According to the U.S. Holocaust Museum, at least 664,000 and perhaps as many as 1.2 million Armenians “died in massacres, in individual killings, or as a consequence of systematic ill-treatment, exposure, starvation and disease.”

But officially designating the Ottoman Turks’ actions as “genocide” would have deeply angered Turkey, a NATO ally and a pivotal player in the coalition Obama has assembled to wage war on the Islamic State in neighboring Syria. Turkish governments have sharply disputed the figures of Armenian dead and categorically rejected the “genocide” label.

Aram Hamparian, executive director of the Armenian National Committee of America, told Yahoo News shortly after a briefing from Obama aides at the White House that the president would once again stop short of using the term “genocide” in his annual statement about the tragedy.

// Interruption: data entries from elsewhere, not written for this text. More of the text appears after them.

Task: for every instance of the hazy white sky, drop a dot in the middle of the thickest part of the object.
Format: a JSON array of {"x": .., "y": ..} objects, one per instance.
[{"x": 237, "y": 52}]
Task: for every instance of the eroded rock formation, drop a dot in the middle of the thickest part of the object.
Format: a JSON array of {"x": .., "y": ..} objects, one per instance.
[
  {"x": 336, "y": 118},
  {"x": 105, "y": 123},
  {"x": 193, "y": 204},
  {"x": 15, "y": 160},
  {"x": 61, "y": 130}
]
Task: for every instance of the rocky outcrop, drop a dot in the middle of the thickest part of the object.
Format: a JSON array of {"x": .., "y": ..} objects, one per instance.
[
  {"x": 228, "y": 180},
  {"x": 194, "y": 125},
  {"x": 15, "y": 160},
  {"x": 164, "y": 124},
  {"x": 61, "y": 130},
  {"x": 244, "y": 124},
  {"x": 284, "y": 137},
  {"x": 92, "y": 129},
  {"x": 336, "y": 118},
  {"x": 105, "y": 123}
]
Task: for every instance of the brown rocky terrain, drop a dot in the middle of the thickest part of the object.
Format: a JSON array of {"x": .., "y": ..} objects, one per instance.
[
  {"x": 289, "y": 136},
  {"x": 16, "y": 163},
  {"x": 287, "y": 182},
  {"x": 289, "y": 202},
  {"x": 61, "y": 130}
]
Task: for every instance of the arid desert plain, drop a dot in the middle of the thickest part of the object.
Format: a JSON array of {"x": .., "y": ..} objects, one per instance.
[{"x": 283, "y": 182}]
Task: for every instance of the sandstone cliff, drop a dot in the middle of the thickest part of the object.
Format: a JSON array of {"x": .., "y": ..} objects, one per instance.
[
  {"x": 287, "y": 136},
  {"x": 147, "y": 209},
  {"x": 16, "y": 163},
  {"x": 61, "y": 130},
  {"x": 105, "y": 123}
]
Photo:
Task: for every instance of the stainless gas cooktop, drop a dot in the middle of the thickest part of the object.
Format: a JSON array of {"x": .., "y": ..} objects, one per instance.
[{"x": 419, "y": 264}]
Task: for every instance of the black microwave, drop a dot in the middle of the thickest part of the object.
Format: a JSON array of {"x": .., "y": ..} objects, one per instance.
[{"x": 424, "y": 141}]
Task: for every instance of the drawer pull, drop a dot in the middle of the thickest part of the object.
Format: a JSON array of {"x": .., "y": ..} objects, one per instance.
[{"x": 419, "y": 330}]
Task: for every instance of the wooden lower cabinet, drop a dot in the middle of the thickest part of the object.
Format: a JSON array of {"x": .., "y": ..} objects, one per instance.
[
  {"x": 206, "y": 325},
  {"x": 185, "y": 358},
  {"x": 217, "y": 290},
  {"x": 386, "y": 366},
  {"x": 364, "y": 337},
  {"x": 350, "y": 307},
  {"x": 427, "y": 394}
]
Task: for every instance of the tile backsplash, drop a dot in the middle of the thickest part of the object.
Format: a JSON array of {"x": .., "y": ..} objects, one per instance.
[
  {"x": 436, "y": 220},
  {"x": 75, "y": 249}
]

This seems to be part of a pattern of late. Earlier this week I looked at the decisions being made in the White House over Saudi Arabia and their potential ties to terrorism. The President has found strange bedfellows when it comes to Saudi Arabia and they are clearly walking on eggshells in the interest of going along to get along. It seems awfully convenient to whitewash some of the sins of the Saudi royal family in the interest of maintaining a good working relationship with an ally in the war on terror. (Not to mention one which sits on an ocean of oil.)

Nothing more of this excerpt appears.